On December 5, 2010, a large convective storm erupted near 40°N planetographic latitude in Saturn's troposphere. The bright, white clouds produced by the storm then expanded eastward from the storm head, completely encircling Saturn the latitude band between 25°N and 45°N within two months (Sánchez-Lavega et al., 2012, Icarus, 220, 561–576). Observations of electrical activity by the Cassini Radio and Plasma Wave Spectrometer indicated that lighting activity in the storm was an order of magnitude more frequent than in typical Saturnian storms, with a total power output comparable to Saturn's total emitted power (Fischer et al., 2011, Nature, 475, 75–77). Storms of this magnitude, known as Great White Spots (GWS), are rare on Saturn, occurring approximately every 30 Earth years (one Saturnian year), always in the northern hemisphere and always in northern spring. The convective activity lasted for over six months, ending in mid-June 2011 when the convective plume encountered an anticyclonic vortex, which had originally formed to the east of the plume in late December 2010.

Thermal infrared observations taken in January 2011 from the Very Large Telescope (VLT) and the Cassini Composite Infrared Spectrometer (CIRS) showed upper tropospheric temperature contrasts associated with the storm of roughly 5K, with warmer temperatures over the storm head, and colder temperatures associated with the anticyclonic vortex and the wake east of the storm. (Fletcher et al, 2011, Science, 332, 1413–1417). Surprisingly, the thermal observations showed even stronger temperature contrasts in the stratosphere, with a pair of stratospheric hot spots, known colloquially as “beacons”, located on either side of the tropospheric cold region, one of them directly over the tropospheric plume. The zonal temperature contrast was 16K, much larger than usual (<2K) for Saturn's stratosphere.

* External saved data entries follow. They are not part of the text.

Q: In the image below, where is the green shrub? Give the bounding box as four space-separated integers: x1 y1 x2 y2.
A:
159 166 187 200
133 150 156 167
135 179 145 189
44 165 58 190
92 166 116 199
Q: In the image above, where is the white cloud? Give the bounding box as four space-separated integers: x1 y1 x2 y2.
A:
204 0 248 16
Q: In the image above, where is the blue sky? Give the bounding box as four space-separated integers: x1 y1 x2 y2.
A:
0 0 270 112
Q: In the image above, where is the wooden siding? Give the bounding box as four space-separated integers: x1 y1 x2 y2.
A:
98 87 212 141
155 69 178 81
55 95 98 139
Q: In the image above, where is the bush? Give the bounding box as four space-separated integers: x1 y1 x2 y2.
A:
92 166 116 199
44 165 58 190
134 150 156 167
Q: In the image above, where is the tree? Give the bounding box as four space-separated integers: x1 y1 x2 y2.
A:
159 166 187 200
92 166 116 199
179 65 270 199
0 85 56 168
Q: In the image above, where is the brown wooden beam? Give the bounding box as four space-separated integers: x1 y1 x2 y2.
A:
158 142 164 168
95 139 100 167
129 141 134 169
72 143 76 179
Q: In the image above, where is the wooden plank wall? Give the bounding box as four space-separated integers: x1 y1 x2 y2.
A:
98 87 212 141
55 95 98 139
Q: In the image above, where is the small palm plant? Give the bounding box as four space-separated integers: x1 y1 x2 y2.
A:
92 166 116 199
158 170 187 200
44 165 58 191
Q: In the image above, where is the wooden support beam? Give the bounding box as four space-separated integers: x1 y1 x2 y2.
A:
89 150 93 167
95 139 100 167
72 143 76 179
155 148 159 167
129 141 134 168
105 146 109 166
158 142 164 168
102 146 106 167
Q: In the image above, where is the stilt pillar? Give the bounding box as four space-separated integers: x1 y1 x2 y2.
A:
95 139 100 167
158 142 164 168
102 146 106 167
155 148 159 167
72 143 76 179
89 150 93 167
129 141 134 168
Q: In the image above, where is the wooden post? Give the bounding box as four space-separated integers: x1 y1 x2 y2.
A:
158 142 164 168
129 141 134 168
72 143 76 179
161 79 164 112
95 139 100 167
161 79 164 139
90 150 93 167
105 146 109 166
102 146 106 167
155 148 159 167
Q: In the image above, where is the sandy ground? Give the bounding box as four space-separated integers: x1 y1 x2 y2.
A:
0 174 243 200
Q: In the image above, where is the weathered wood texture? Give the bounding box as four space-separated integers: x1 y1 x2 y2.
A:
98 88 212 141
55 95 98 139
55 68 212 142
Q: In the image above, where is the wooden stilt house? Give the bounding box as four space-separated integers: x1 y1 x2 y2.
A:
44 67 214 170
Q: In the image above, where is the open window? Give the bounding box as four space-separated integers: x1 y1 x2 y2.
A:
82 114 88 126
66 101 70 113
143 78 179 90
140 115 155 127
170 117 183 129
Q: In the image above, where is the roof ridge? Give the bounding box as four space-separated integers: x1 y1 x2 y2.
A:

By March 2011, continuing observations from VLT and CIRS showed that temperatures in the beacons had reached 190K at 0.5 mbar, ~50K warmer than the ambient temperatures at 40°N. One of the beacons remained fixed over the tropospheric plume, drifting westward at 2.7 °/day, while the other drifted westward much more slowly (0.6°/day). At the beginning of May 2011, the two beacons merged, resulting in a single large beacon (80° in longitude) with a peak temperature of 220 K at 2 mbar, 80 K above the quiescent temperature, located about 2 scale heights lower in altitude than the original two beacons, and drifting westward at a speed intermediate between the original beacons, no longer at the location of the tropospheric plume. By July 2011, the single beacon had cooled back to ~190K and accelerated to a westward velocity of 2.7°/day which it has maintained into mid 2012 while slowly cooling and shrinking. By March 2012 the beacon had cooled to 170 K and shrunk to a longitudinal width of 30°. Estimates of the stratospheric wind fields from the thermal wind approximation show that the beacons are coherent anticyclonic vortices, with peak wind speeds of ~150 m/s before the merger, and in excess of 200 m/s after the merger.

Explanations for the origin of the beacons are still speculative. However, it is interesting to note that the latitude at which the storm occurred meets the necessary criteria for barotropic instability (Read et al., 2009, Planet. Space Sci. 57, 1682–1698), and is also the location of a waveguide where quasi-stationary planetary waves can propagate from the troposphere upward into the stratosphere (Achterberg and Flasar, 1996, Icarus, 119, 350–369). Thus it seems likely that the formation of the stratospheric vortices is related to planetary scale stratospheric waves forced by the strong convective plume in the troposphere.